Keaton got his start as an entertainer traveling in a company alongside Harry Houdini. It was here that he learned to improvise fluidly and hilariously. His first time in front of a camera was in Fatty Arbuckle's "The Butcher Boy." "[Arbuckle] only had to turn me loose in the set and I'd have material in two minutes, because I'd been doing it all my life," Keaton explained (via A Hard Act to Follow).
When it came to his own films, Keaton made sure there was space for on-the-spot creative decisions: "Well as a rule, oh about 50 percent you have in your mind before you start the picture, and the rest you develop as you're making it," Keaton told Studs Turkel. "We never even thought of writing a script, we didn't need to."
Silent film stars often left lots of room for improvisation in their work — in fact, they would often approach a film with only the beginning and end in mind. As far as Keaton and his counterparts were concerned, the path from point A to point B was half of the journey. "When we get the start and the finish, we've got it, because ... the middle we can always take care of. That's easy."
There was no script to follow
Keaton favored extreme gags over narratives, which is why he chose to make "Sherlock Jr." "I laid out a few of these tricks, some of the tricks I knew from the stage," he recalled (via A Hard Act to Follow). But he realized he couldn't "do it and tell a legitimate story because they're illusions ... it's got to come in a dream." He chose the premise of a projectionist that falls asleep on the job so he could totally suspend reality.

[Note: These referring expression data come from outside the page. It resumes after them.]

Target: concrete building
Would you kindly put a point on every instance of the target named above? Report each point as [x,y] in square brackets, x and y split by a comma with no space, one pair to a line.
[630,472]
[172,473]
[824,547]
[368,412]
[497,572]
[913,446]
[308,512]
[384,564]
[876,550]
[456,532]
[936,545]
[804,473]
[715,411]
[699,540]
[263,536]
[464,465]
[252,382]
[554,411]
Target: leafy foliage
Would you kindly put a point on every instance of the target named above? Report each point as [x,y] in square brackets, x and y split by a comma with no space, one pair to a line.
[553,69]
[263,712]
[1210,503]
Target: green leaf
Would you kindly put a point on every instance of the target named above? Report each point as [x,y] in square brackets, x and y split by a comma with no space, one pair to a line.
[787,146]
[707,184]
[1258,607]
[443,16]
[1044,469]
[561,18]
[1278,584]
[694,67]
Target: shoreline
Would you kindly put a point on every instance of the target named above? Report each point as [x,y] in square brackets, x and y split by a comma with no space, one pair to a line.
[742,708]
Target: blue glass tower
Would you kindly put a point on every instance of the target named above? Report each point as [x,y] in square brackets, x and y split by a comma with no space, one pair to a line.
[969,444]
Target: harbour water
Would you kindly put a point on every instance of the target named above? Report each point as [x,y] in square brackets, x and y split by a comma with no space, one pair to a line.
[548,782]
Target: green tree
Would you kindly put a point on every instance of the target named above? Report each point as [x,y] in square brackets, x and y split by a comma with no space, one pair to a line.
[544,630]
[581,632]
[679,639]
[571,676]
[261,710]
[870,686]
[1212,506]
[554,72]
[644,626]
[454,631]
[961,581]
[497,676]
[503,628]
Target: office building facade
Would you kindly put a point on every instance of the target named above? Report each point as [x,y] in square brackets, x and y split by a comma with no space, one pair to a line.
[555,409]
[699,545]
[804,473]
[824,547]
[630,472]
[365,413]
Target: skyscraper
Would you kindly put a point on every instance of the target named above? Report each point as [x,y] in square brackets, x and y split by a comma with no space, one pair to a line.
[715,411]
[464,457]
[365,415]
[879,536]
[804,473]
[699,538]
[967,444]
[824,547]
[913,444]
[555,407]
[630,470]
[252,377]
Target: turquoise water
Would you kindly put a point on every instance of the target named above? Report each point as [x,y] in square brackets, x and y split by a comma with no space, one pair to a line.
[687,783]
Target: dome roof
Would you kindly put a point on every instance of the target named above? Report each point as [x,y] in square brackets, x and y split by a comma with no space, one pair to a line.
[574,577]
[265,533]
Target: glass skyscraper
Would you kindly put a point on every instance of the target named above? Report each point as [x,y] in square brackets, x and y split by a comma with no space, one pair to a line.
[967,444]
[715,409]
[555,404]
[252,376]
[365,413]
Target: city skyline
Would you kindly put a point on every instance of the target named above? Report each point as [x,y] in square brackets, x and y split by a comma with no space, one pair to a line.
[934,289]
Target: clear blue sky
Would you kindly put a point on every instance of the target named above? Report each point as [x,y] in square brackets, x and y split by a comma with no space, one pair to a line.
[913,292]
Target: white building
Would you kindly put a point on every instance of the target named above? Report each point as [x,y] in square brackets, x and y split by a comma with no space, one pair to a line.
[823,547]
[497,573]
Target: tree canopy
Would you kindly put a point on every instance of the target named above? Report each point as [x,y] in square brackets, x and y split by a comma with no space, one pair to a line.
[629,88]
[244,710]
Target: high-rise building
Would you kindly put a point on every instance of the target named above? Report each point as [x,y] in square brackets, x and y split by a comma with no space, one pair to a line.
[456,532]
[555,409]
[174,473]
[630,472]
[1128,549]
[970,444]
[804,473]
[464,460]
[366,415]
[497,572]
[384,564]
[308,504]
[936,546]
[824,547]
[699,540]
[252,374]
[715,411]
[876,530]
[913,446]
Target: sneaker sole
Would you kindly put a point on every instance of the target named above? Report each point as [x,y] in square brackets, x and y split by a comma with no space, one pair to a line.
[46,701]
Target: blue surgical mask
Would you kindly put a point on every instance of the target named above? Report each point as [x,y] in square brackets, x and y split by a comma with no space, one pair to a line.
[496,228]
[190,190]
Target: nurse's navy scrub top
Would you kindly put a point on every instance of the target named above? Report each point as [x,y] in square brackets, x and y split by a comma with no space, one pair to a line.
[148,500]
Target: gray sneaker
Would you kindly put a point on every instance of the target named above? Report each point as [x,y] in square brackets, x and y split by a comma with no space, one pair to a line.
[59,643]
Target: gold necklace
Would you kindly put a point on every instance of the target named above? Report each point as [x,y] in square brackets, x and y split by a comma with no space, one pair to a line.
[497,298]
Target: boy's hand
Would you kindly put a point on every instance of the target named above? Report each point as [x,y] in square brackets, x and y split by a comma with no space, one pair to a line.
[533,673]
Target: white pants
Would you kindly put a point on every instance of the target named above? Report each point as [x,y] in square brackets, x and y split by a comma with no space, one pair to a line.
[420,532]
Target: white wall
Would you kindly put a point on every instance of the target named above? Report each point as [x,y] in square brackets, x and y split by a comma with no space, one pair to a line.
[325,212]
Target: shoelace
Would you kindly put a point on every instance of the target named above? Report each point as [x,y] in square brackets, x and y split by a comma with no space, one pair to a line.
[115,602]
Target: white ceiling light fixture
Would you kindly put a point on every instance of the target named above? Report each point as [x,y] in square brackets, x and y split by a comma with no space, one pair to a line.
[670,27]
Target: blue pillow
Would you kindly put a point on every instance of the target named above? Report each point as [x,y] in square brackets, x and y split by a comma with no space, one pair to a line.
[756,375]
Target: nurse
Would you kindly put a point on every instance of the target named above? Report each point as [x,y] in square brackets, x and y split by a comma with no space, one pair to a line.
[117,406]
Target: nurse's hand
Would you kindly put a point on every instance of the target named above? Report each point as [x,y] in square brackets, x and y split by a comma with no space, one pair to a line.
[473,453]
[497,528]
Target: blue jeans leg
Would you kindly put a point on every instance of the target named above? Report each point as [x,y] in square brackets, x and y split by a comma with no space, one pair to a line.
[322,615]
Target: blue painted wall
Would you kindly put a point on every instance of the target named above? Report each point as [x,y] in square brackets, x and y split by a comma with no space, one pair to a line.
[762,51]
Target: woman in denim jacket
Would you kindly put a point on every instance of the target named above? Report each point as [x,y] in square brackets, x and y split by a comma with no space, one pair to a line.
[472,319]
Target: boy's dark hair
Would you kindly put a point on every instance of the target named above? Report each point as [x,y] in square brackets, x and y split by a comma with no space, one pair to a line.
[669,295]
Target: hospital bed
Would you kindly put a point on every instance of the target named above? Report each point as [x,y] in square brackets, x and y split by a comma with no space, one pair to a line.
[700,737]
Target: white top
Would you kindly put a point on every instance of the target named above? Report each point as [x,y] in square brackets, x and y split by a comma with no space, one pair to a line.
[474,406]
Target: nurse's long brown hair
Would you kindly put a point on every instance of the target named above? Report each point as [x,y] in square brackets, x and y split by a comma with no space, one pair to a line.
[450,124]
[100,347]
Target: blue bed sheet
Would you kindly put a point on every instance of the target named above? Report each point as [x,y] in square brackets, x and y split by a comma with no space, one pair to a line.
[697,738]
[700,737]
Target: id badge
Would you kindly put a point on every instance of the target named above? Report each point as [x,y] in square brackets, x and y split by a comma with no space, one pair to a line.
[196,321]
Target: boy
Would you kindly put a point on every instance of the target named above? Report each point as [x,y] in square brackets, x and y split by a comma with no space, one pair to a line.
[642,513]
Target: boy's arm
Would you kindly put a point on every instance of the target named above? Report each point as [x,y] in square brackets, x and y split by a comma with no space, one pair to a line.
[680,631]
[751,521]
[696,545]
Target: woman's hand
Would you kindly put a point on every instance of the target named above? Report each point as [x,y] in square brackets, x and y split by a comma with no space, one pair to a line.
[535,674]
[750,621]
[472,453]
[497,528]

Keaton was all about maximizing his creative freedom.
Through creative storytelling, Keaton was able to improvise heavily for many years. Silent cinema left things so open-ended that the Hollywood legend would not even begin to work with a script until "The Cameraman" in 1929. However, when MGM and other studios moved exclusively into talking pictures, cinema changed forever. "New York stage directors, New York writers, dialogue writers, and the musicians union all moved to Hollywood," Keaton recounted to CBC. The new writers brought with them a new style of writing, one that Stone Face described as "joke-happy." "They don't look for the action, they're looking for funny things to say," he lamented.
Keaton and the other kings of physical comedy struggled when silent films fell out of fashion — the film industry had new priorities. Keaton would go on to make several sound films, including the 1931 hit "Sidewalks of New York" (which was actually the actor's most commercially successful film). Still, the actor lost the creative freedom he had enjoyed as a silent film director, including the freedom to improvise.